I work with topically designed DT Pro Office databases. My decision as to which database will contain a new item is a form of classification or grouping. My main database contains at any time thousands of unclassified items, and a mixture of ‘flat’ groups and groups that contain subgroups. Often, when working on a project, I will add more detailed structure to some of my documents, and perhaps remove that added structure after completion of the project. For my own convenience in thinking about the content, most items end up in groups.

Because searches and See Also do not look at my organization of documents within a database, and these are among my most useful tools in finding and evaluating information content, I spend only so much time and effort in grouping and subgrouping content as I find useful for other reasons. Yes, for some topics I’ll spend time creating a hierarchical structure, as that may help me understand the relationships of information — even though a search or See Also operation would find those items anyway. Once I’ve created a group and populated it, Classify becomes useful to file new content into that group.

I view tagging similarly. I think all tagging systems are logically unsatisfying and operationally inconsistent and inefficient, so I never bother tagging content a priori (as it is added to a database). In the course of working on a project I will sometimes add tags to project-related items, but often remove those tags when the project is completed (I sosmetimes find that previously assigned tags may be an impediment in trying to take a different perspective for a new project).

Thanks for your detailed response.

I’m a context person.
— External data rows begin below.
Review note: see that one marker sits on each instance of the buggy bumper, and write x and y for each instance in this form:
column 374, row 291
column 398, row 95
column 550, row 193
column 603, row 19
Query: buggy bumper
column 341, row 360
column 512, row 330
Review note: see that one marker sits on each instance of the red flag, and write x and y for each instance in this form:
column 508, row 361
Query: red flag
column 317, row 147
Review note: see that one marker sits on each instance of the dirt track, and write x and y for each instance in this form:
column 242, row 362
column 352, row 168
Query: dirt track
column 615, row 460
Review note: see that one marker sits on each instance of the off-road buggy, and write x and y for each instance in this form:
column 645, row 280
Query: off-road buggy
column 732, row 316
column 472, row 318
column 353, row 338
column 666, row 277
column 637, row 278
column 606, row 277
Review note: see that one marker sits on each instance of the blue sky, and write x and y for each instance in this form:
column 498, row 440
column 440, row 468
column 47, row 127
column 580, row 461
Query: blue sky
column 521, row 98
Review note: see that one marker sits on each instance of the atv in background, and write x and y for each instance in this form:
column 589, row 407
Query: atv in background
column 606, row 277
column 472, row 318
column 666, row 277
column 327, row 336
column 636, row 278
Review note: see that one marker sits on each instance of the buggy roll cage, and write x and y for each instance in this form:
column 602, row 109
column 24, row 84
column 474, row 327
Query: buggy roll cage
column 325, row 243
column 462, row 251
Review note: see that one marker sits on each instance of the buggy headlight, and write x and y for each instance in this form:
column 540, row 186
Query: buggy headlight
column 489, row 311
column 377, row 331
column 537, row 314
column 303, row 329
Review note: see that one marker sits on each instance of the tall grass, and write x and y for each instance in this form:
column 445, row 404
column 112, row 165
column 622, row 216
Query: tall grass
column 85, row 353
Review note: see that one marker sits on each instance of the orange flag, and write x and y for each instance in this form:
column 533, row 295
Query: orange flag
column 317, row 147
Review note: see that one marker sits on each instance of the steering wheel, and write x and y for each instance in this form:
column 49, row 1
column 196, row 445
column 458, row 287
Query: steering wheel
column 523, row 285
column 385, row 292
This means, all information pieces, would be grouped/tagged/you-name-it differently depending on the context.

And one information piece can make a lot of sense in different contexts.

I understood that I could do this using tags. But I need to add them manually. But the amount of stuff I have to handle is just to much to do this.

Using an iterative approach like you described is interesting. IMO this leads more to a context-specific collection, that has a due-date. After the context is no longer needed, the collection can be cleared.

The collection metaphor suggests that DT can be used as a “better” local search machine (working against a private set of information pieces), helping to find related material, which than can be grouped together for a specific context/project/…

That’s a interesting idea. The question is: How much better (= time do I safe) using a multi-staged approach like this:

  1. I search the internet. Using DT to keep, and manage everything I find interesting while searching something. This builds up my DT database.

  2. Im adding all kind of documents to DT as well. Plain, flat, as is. DT will be like a Spotlight on steroids.

Now if I need to find something I do:

  1. Search using DT against my local knowledge base. Group and cluster stuff as collect together relevant information pieces.

  2. If I still have not everything I found, I add an internet research round. Filling DT further.

And the question for me is: How much more work is this, and is the result of using this approach better/faster than either only searching the internet or using something like Spotlight against my document collection?